We saw that discouragement and burnout creeps in little by little, one sleepless night at time. We have more children now and find that big kids rob us of sleep in an altogether different but no less exhausting way as small ones. And if we are blessed to have both big and small, sleep is a stranger indeed. Sometimes, we are so tired that we don't even recognize that it is tiredness we feel. It's a blurred line between fatigue and despondency. We are so weary we can't even remember why we thought that this lifestyle was a good idea in the first place.
Burnout begins to erode the rhythm of our days when our guard is down and poor habits take root. The bright, fresh resolve we had as new homeschoolers frankly gets a little tarnished around the edges. We get a little lazy. We are still working hard, but yes, if we are honest, we see sloth in the corners and crevices. It's time to fine tune the habit training for everyone in the household, time to commit again to the principles we know to be true.
Discouragement is allowed to fill the rooms of our heart when emptiness leaves space for it. A curious thing seems to happen in the middle years of home education. Loneliness. Co-ops become much trickier to navigate because they don't fill the needs of varied ages. Mom's Night Out is given over to carpooling teenagers. Time alone with our husbands becomes such a precious commodity that we guard it with our lives and rarely sacrifice it for time for female fellowship. Inevitable differences in philosophies of education further separate us from each other. And so very many of our comrades choose school in the middle years. The ranks dwindle. We are increasingly alone.
What to do?
Pray.
That's all. Find God. In the beginning, we can be carried through the challenges of this lifestyle on the shoulders of great ideas and good friends. But that's not enough for the long haul.
Because God knows that this is our vocation and that vocation is all about becoming more like Him. He must increase. I must decrease. I must let go of my notions of magazine-cover homeschooling success. I must let go of my dreams of children growing up in a community of completely like-minded families, never to be challenged by the world or left alone by a bosom buddy. I must let go of my idea of what this is all supposed to look like. Less of me. More of Him. Until it's all Him. We're climbing Calvary here and it's getting steep all of a sudden.

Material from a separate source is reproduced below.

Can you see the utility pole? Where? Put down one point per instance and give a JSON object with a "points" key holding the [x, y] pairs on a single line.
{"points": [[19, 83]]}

My prayer must be the listening kind. Not the wish list kind. What is it, God? What are you telling me?
+Let go of the failures. You see that child who did something you never thought a child of yours would do? You see that test score that is so not what you imagined? You see that house that doesn't look at all like the one you envisioned? You see failure? I see grace. My grace is sufficient. My plan is perfect. I will take those apparent failures and in the broken emptiness, I will pour abundant grace. I will grow there. Not you.
+Don't listen to the sideline conversation about the excellent education at the topnotch private schools, the promises of intellectual rigor and growth in virtue. Don't hear the women talking about all the good they are doing in the world outside their homes. Don't even incline your ear towards the glowing reports of homeschooling success. Quit comparing. Take joy-genuine joy--in knowing that others are doing God's good work. But don't compete. And don't compare. I want to see you improve and you will only improve if you fix your focus on me, not them.
+Be prepared to set aside your plans. Oh, dear, I know you love those plans! They give you great pleasure, crafting them and sharing them and envisioning how they will come to life and bless your children. But be prepared-- because life will happen. And your plans will be cast aside. I will force you to bend until you break. And into your brokenness, I will pour my grace. First though, you will have to be emptied and laid bare, without the crutch of your own design. My plans are bigger, better. My plans are for salvation.
+Finally, know that you will be be scorned. When you receive only reproaches and blame, when the world looks aghast at the work of your hands, if you can know that you have done my will, you will know peace. And you will know joy. Real joy. The kind that sustains you and lifts you and lights the darkness and warms the cold, tired emptiness. Do my will. Live for me. Do you trust me? Can you surrender?